I have a learning algorithm that tries to reconstruct the input data using a particular model.

My forward problem is to reconstruct the 10 input data, and compute the sum of the losses between reconstructions and inputs.

I would like the 10 reconstructions to be done in parallel on the CPU, with 10 processes.

I don’t know if it’s even possible, meaning if autograd can be used in different processes.

I have tried so many approaches, mainly with `torch.multiprocessing.spawn`

and there always seems to be a problem with different things.
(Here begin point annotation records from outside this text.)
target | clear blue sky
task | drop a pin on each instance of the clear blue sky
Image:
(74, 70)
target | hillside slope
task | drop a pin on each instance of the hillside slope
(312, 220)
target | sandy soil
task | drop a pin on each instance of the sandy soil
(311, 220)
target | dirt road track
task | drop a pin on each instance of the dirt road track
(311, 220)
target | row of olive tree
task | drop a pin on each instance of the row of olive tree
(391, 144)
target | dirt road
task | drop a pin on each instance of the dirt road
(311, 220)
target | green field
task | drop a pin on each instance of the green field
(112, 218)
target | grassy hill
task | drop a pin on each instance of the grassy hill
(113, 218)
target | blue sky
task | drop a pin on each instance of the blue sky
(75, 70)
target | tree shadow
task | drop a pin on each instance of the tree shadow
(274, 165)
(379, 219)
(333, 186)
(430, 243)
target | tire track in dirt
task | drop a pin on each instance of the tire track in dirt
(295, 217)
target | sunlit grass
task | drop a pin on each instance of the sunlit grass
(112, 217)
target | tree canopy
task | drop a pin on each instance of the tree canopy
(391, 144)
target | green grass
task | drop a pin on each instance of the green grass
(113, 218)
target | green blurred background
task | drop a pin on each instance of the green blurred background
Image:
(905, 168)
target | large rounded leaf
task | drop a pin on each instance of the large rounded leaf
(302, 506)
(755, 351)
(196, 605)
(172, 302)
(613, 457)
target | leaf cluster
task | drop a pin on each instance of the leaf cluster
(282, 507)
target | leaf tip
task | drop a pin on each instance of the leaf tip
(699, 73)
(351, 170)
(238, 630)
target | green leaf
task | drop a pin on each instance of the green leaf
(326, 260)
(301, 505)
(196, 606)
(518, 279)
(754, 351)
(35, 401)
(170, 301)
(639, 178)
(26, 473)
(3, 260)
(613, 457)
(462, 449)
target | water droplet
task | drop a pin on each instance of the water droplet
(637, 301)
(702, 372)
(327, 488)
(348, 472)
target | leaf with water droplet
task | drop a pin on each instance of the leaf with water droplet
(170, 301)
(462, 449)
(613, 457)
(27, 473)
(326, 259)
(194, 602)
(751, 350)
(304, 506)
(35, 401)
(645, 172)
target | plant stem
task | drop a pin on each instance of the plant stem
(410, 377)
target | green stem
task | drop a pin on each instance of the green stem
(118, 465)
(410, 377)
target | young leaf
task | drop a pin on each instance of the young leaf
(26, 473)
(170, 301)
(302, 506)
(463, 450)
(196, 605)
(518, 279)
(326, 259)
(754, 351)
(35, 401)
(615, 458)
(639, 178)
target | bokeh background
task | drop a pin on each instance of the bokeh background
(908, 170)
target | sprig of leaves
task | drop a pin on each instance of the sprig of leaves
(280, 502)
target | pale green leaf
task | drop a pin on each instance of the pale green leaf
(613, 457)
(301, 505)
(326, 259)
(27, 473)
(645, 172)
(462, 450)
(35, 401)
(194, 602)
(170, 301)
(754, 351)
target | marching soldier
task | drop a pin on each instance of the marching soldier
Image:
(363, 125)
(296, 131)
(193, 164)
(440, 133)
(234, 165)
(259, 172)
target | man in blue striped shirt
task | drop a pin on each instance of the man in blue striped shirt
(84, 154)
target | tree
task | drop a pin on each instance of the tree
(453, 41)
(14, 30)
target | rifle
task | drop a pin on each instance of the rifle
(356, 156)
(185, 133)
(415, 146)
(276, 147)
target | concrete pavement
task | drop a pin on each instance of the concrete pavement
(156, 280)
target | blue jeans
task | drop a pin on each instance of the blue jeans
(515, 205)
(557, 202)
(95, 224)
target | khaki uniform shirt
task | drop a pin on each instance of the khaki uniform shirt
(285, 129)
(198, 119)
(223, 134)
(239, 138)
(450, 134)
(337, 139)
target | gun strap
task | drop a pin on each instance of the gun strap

What is the best way to do this ?

Here is the single-process code:

```
import numpy as np
import torch
def forward_routine(leaf):
xi = lambda x: apply_kernel(leaf,x,extra_param)
err = np.zeros([S,L])
for j in range(S): # S = 10
# xi is a function that uses the leaf variable, so what it returns requires grad.
# The function 'reconstruct' uses xi many times.
# rec is the reconstruction, that requires grad.
# P is a parameter that is constant for each reconstruction
# err is a numpy array.
rec, err[j] = reconstruct(P, w[j], xi)
loss_cur = loss_func(rec, obs[j])
loss = loss + loss_cur
return loss
if __name__ == "__main__":
# x0 is a numpy array, let's say of size (D,N)
# I give this functor to the scipy's LBFGS routine.
def torch_func(x0):
leaf = torch.from_numpy(x0, requires_grad=True)
loss = forward_routine(leaf)
loss.backward()
grad = leaf.grad
return loss.numpy(), grad.numpy()
# Read input data
# Run LBFGS, with torch_func as the function to minimize.
```

I know that lambda functions can’t be pickled so I wrote a function object for xi, but I didn’t add it to be short.